6羽
立ち尽くしたまま、宮のニュースをひたすらじっとにらむように見続けた。
「あんた何やってんの。」
そう後ろからいきなり母さんから呼ばれた。
「なんでもない」
テレビの電源を切って、俺は2階の部屋に向かった。
部屋に戻って私服に着替えて、ベットに転がってみた。意味なんてない。
悲しいのかむなしいのか、胸の中に蟠りの様な不安に駆られるような、ゴミ箱に投げられたつぶれたごみの様な気分になった。
宮は、笑って俺に死ぬといった。
何気なく。当たり前に、まるで明日も続く日々があるようにそれがただ死だったかのように。
あいつは笑った。
あいつの笑う顔を思い出すと少しチリチリと胸が痛んだ。
あいつの死顔を見ても俺は何も感じなかったのに。
宮はいつ灰になってくれるんだろう。
現実にそして、俺の記憶から、チリチリとなって風に吹かれたら一瞬で飛び去るくらいの
灰に、早く変わってくれればいい。
俺は、そうただただ目をつぶった、まるで感情がボコボコと凹んでひどくゆがんだ道を歩いているようにしか感じられなかった。
この気持ちは、大事に飼っていた犬を亡くした時のように、ひどく不安定で
そして悲しいともいえない、俺にはわからない感情だった。
ただひどく胸がチリチリと焦げあがりむせ返りそうなことだけは確かだ。
気がつけば、俺は眠っていたらしい。
遮光カーテンのわずかな隙間から眩い光が目に酷く痛い。

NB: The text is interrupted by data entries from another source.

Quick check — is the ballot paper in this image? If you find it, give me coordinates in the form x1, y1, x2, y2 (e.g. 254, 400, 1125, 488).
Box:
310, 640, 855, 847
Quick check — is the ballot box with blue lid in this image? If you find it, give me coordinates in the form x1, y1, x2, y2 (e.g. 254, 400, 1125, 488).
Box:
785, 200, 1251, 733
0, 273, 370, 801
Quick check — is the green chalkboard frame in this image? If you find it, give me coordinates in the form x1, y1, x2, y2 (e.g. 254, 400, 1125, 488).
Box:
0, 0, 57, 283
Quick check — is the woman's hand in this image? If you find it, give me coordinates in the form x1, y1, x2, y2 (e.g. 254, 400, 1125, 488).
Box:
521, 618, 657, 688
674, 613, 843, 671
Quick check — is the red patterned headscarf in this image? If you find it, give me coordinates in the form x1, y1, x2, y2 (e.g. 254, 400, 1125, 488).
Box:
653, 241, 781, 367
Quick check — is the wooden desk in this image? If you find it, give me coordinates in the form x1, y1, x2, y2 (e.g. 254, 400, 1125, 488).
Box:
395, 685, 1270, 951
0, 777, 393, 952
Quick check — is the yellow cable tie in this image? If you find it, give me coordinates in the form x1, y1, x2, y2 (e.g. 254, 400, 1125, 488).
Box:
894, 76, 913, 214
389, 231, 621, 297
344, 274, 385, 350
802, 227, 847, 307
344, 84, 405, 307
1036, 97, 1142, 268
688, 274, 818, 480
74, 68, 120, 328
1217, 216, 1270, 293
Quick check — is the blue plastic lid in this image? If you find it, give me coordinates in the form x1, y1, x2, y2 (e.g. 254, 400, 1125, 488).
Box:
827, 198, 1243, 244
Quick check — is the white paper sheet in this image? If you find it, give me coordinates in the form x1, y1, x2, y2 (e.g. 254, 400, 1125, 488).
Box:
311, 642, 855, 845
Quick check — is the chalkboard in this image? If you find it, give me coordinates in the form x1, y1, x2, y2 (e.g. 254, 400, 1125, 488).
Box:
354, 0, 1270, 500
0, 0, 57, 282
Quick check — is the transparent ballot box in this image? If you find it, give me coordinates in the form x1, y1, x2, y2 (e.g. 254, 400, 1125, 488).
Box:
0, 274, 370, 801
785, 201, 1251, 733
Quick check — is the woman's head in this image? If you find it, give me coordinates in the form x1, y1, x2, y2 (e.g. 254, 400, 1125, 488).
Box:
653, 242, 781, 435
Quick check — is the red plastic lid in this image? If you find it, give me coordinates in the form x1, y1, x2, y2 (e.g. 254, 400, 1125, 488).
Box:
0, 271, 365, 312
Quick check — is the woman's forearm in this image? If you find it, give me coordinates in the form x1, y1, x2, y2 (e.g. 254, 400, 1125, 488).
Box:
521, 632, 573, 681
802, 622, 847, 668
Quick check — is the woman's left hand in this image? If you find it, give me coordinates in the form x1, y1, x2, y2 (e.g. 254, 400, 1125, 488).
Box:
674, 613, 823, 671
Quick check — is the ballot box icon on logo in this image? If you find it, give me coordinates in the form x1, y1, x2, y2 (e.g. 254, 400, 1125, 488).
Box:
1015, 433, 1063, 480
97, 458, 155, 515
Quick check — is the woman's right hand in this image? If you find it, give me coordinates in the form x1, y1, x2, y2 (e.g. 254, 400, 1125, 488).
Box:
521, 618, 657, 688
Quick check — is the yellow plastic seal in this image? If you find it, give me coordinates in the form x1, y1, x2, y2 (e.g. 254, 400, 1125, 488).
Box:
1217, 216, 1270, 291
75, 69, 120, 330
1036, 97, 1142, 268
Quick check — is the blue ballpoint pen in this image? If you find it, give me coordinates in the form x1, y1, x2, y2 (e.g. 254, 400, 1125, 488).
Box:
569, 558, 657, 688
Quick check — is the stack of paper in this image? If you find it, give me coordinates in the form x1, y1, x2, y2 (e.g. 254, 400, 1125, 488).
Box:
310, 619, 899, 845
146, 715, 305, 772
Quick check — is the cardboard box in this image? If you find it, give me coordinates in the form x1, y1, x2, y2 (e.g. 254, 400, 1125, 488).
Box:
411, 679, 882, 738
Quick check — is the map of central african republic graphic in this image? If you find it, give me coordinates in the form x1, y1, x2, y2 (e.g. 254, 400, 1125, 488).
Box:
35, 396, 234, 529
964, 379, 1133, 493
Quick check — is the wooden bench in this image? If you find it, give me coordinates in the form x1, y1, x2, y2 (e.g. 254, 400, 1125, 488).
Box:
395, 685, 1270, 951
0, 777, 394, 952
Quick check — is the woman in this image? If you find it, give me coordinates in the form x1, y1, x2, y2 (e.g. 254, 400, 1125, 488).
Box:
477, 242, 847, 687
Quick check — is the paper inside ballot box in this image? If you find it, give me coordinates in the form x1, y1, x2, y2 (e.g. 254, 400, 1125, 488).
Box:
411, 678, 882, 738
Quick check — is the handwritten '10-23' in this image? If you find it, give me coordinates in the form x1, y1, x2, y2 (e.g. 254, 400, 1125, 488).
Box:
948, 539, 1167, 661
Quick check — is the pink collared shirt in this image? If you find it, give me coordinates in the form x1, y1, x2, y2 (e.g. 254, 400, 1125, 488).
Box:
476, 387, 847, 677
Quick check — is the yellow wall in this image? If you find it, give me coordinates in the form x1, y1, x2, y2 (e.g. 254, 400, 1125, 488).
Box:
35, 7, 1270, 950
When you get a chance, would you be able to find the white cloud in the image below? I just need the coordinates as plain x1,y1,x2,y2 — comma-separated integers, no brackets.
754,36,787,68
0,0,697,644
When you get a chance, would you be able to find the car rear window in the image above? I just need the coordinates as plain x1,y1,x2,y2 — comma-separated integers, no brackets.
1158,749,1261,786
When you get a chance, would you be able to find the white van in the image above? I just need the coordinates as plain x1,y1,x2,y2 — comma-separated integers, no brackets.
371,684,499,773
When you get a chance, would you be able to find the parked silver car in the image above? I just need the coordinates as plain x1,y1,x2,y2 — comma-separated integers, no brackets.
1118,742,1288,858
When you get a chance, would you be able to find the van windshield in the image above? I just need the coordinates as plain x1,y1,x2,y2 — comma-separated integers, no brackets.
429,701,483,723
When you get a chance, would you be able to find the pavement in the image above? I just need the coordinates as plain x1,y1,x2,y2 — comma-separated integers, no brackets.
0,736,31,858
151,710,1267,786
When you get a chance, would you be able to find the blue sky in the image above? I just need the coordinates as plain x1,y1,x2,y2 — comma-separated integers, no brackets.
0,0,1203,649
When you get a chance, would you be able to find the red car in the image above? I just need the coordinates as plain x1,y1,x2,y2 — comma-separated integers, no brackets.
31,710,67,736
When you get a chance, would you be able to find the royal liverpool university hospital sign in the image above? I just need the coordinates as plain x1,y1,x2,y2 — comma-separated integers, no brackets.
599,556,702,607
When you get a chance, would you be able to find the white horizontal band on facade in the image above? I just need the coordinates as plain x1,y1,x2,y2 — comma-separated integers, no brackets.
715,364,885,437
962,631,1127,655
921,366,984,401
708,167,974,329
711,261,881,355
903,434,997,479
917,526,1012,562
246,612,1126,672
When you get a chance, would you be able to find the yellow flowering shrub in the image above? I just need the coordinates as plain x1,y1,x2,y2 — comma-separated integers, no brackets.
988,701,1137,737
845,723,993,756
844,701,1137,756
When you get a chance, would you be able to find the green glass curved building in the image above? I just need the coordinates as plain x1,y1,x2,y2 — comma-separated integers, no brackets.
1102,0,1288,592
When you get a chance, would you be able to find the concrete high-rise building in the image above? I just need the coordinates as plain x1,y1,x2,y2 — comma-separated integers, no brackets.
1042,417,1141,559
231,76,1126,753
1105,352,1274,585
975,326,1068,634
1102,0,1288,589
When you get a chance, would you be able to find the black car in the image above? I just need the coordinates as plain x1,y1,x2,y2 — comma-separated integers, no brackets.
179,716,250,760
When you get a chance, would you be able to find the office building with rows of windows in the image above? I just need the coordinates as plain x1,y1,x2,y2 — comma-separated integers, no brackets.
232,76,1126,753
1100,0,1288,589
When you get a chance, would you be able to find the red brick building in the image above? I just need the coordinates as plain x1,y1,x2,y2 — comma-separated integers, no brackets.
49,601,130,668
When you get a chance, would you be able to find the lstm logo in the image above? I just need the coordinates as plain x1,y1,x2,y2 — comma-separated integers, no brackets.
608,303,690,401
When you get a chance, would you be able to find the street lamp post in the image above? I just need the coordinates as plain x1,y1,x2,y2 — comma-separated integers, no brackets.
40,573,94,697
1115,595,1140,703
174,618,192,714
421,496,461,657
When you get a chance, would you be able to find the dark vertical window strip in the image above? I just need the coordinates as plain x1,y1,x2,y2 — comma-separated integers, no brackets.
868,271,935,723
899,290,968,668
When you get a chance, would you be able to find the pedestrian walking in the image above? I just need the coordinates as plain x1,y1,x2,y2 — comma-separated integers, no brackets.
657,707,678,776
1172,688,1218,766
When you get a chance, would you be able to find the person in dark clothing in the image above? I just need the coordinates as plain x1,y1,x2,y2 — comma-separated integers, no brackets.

まだ時間はあると思ってまた眠りに落ちる寸前に、ふと宮の顔が浮かんだ。
目の前の眠気がただもやもやと膨らんで、そして嫌悪に変わっていく。
ただ俺は何に嫌悪しているのかわからなかった。
宮は、いつ灰になって、消えてくれるんだろう。
そればかり俺は願っていた。何故だか俺にもそれはわからなかった。